In March 2009, the defendant, Quinnipiac University announced plans to cut its women’s volleyball team, men’s golf team, and men’s outdoor track team. At the same time, the University pledged to create a new varsity sport, competitive cheerleading, for the 2009-10 season. Plaintiffs -- five current Quinnipiac women’s varsity volleyball players, and their coach filed this lawsuit against Quinnipiac in response, in the U.S. District Court for the District of Connecticut, on April 16, 2009. They were represented by the ACLU, and their complaint alleged that Quinnipiac’s decision to eliminate its volleyball team violates Title IX of the Education Amendments of 1972 (20 U.S.C. § 162, et seq.) and its regulations (34 C.F.R. Part 106).
On May 22, 2009, the District Court (Judge Stefan Underhill) granted a preliminary injunction, preventing Quinnipiac from eliminating women's volleyball as a varsity sport. The court held that Quinnipiac's "roster management" deprived women students of equal participation opportunities in varsity sports. This worked as follows, Judge Underhill explained: Quinnipiac insisted that various women's sports have a "roster floor" -- a team count padded by athletes not actually needed for the team, so that a number of purported players actually had as their "principal role" "to provide a gender statistic rather than a meaningful contribution to the team." Conversely, as is common in competitive sports, male teams had a roster cap, so that some men interested and able to play were not afforded the chance. Accordingly, even though the gender split among varsity student athletes at Quinnipiac seemed to track the student gender demographics more generally, the Court held that this proportionality was actually illusory. Biediger v. Quinnipiac Univ., 616 F. Supp. 2d 277 (D. Conn. 2009)
About a year later, on May 20, 2010, the district court certified the class of: "All present, prospective, and future female students at Quinnipiac University who are harmed by and want to end Quinnipiac University's sex discrimination in: (1) the allocation of athletic participation opportunities; (2) the allocation of athletic financial assistance; and (3) the allocation of benefits provided to varsity athletes." 2010 WL 2017773. A bench trial was then held from June 21 to June 25, 2010, on the Title IX theory that Quinnipiac discriminated in 2009 and 2010 on the basis of sex in its allocation of athletic participation opportunities.
Judge Underhill found for the plaintiffs in a decision published July 21, 2010. Biediger v. Quinnipiac University, 728 F.Supp.2d 62 (2010). He held that the University’s competitive cheerleading team did not qualify as a varsity sport for the purposes of Title IX and, therefore, its members could not be counted as athletic participants under the statute: "Competitive cheer may, some time in the future, qualify as a sport under Title IX; today, however, the activity is still too underdeveloped and disorganized to be treated as offering genuine varsity athletic participation opportunities for students." In addition, the Court held, Quinnipiac was impermissibly triple counting women cross-country runners, tallying them, as well, as participants in indoor and outdoor track, even when they did not in fact so participate. Finally, some of the problematic roster management continued. Cutting volleyball, the Court concluded, would only exacerbate the ongoing violation of Title XI. Accordingly, the Court prohibited the immediate elimination of women's volleyball, in 2010-2011, although it made clear that Quinnipiac could subsequently cancel that team, "so long as any decision to eliminate women's volleyball is accompanied by other changes that will bring the University into compliance with Title IX." The Court required Quinnipiac to submit a compliance plan within 60 days, which Quinnipiac did; plaintiffs opposed that plan as inadequate.

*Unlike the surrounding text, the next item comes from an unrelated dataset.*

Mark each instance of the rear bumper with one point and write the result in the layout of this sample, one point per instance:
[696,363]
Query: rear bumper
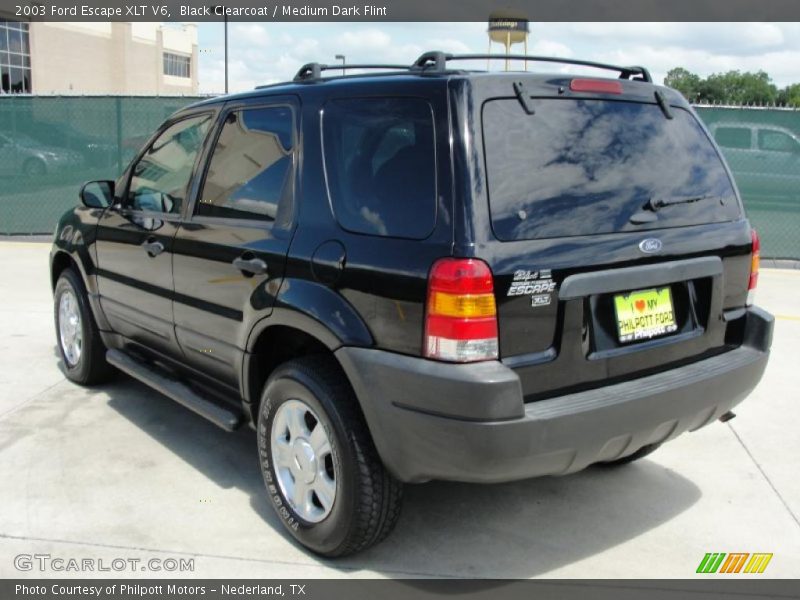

Quinnipiac appealed the underlying finding of the district court while it continued to litigate about compliance. (The court stated its view that the compliance plan was likely adequate, and set the issue of Title IX compliance for a future hearing. Quinnipiac filed a motion to terminate the injunction and the Court's supervision, and a hearing was begun in June 2012; additional days of that hearing were scheduled for March 2013.)
On appeal, in an opinion dated August 7, 2012, by Judge Reena Raggi, the Second Circuit Court of Appeals affirmed the district court's findings and injunction in their entirety. A number of organizations joined the litigation as amici curiae -- the Department of Justice Civil Rights Division and the National Women's Law Center (joined on the brief by dozens of other women's organizations) supported the plaintiffs; the Eagle Forum Education and Legal Defense Fund supported Quinnipiac.